Thanks for filing this, Jeremy.
If I understand correctly, the request DigiCert is asking is: "If we
submitted this as an incident report, would it be likely that conversations
about distrusting DigiCert would begin?", and that's what you're trying to
gauge from the community?
I think Wayne's already captured the "We need more information", but I
think it may be helpful to explain the reasoning and thinking here.
The Baseline Requirements and Root Program policies exist for a purpose: To
provide a consistent set of expectations for CAs, which meet the security
needs of the products using or operating those policies. As these policies
tend to call out, a CA may be removed (distrusted) for any reason or no
reason at all - it's entirely at the Program discretion. That said, history
tends to largely see removals for patterns of issues that, in aggregate,
demonstrate an ongoing and significant risk to users and the Internet at
large, although there have been CAs removed for single incidents in the
past - such as key compromise or issuing MITM certificates.
As a CA, the risk is that any and every incident may lead to the CA's
removal, and thus the best path to avoid that is to not have incidents in
the first place. Further, a CA with a pattern of incidents is not wrong to
be even more careful when it comes to presenting new incidents, especially
if they realize that they share similar root causes or further demonstrate
problematic patterns. That's not to say that if you only had a single
incident, you wouldn't be removed - as the policies capture, any reason and
no reason - but on the balance, it has historically tended to be
less-likely that first-time incidents lead to removal.
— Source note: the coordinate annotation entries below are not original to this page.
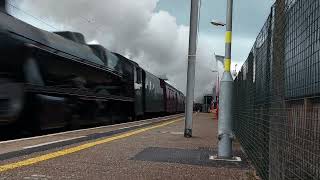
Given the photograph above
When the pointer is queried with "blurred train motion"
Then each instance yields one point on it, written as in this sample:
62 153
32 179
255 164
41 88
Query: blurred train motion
55 80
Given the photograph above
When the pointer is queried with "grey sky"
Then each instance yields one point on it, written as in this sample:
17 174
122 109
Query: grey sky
153 33
249 17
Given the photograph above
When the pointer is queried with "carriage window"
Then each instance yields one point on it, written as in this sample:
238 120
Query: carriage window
139 75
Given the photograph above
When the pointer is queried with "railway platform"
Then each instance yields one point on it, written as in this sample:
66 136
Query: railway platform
150 149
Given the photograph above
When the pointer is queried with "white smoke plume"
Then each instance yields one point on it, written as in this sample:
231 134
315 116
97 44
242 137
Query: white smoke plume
130 27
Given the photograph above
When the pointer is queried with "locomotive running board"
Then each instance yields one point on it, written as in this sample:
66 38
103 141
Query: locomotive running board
75 92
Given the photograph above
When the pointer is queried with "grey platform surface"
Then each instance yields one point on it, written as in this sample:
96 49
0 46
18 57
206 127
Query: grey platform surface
161 153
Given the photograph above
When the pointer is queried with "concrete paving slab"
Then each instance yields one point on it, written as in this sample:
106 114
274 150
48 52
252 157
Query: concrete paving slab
116 159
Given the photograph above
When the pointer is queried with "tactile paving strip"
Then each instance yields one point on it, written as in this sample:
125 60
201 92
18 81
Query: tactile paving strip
198 157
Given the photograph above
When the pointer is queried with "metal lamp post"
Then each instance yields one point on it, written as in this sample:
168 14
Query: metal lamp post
194 17
225 134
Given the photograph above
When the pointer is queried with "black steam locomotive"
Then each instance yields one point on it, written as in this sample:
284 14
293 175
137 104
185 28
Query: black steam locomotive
53 80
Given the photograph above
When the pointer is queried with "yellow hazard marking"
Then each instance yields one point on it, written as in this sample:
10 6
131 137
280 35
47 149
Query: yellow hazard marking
227 64
64 152
228 37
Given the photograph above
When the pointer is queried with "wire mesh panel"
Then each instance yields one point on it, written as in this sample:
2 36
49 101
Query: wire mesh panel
277 94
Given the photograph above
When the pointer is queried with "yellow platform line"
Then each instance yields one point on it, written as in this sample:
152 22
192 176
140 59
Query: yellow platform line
67 151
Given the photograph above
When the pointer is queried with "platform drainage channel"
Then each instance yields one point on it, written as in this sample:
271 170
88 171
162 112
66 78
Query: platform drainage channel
198 157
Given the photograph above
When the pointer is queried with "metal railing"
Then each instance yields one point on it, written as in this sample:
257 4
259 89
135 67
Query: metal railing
277 94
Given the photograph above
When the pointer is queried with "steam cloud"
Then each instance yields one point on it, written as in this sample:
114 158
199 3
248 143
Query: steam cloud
133 28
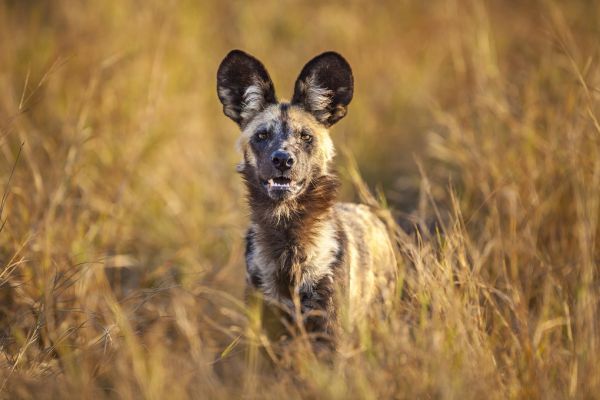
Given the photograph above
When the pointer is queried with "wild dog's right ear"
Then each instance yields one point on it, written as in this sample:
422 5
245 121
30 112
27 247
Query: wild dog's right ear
325 87
244 86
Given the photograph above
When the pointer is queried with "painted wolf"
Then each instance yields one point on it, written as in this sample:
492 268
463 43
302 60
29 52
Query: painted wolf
305 252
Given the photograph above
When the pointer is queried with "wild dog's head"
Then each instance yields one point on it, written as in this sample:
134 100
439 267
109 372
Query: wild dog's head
286 146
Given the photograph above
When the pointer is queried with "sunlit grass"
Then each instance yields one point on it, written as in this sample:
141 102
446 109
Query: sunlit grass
474 126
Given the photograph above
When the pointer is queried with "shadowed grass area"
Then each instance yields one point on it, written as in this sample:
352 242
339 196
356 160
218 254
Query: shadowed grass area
122 217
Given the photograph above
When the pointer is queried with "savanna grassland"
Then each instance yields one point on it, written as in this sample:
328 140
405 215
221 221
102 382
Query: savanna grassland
474 124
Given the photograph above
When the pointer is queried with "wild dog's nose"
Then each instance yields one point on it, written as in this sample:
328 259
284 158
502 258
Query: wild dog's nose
282 160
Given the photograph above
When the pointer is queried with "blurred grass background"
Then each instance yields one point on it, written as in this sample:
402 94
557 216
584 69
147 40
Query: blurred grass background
122 217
When incidents happen, it becomes necessary for Root Programs and the
communities they represent or collaborate with to evaluate the details of
the incident, as part of making a determination about what next steps are
appropriate. This involves investigating what the underlying root causes
are, to both ensure that the current CA with the incident understands the
significance, the severity, and the steps to remediate it, as well as to
help the industry at large develop and learn best practices, to prevent
future incidents. We're not the only industry to do this - in many ways,
it's borrowed from the aviation industry, that recognizes that critical
safety functions deserve thoughtful and detailed analysis to prevent harm
coming to those that trust in them.
Incident reports also serve to triage the issues - to work and identify the
risks and make sure they're being mitigated in a timely fashion. Sometimes,
the mitigation of risk may be to remove trust in the CA, other times, there
may be less significant steps that can be taken to address both the
immediate problem and the underlying issues.
DigiCert is now in a precarious position. As a CA, it knows that every one
of its Subscribers have agreed, in some legally binding form, that if the
CA has misissued a certificate, that it MUST be revoked within 24 hours
(or, very recently, and only in some cases, 5 days). The CA has a duty and
obligation to their customers, the Subscribers, to make sure that they
understand this. This is not about a punitive measure or punishing those
users for something their CA did - it's because the fundamental and
inherent risk is that there are incidents where certificates will need to
be replaced in as little as 24 hours, up to and including trust in the CA
being removed. To go back to that aviation analogy, the reason planes have
maintenance schedules is not because they're going to completely come
unglued and fall apart if you miss that maintenance schedule by a day - but
because of the severe and significant harm that comes about from having no
maintenance schedule at all, or even simply one that just isn't suitable
for the risks (to life, property, and safety). Matt Palmer's reply earlier
in this thread further expands on some of the other risks here and the
hazards that come with.
At the same time, DigiCert is, on behalf of their customers, saying that
even though both DigiCert and their customers agreed to the 24-hour
revocation rule, there are circumstances and situations that make that
risky. Despite being an industry standard (as captured in the Baseline
Requirements), and despite these agreements, DigiCert is concerned that
there are consequences for these customers that did not take adequate
precautions to meet the expectations they agreed to, and is trying to
perform a risk analysis. Further, they're looking for feedback from the
community to make sure that their analysis of the risk - the disruption to
their customers - is significant enough that it warrants both the immediate
risk of not revoking, the business risk to DigiCert, and the lasting risk
to the ecosystem, in intentionally violating the BRs.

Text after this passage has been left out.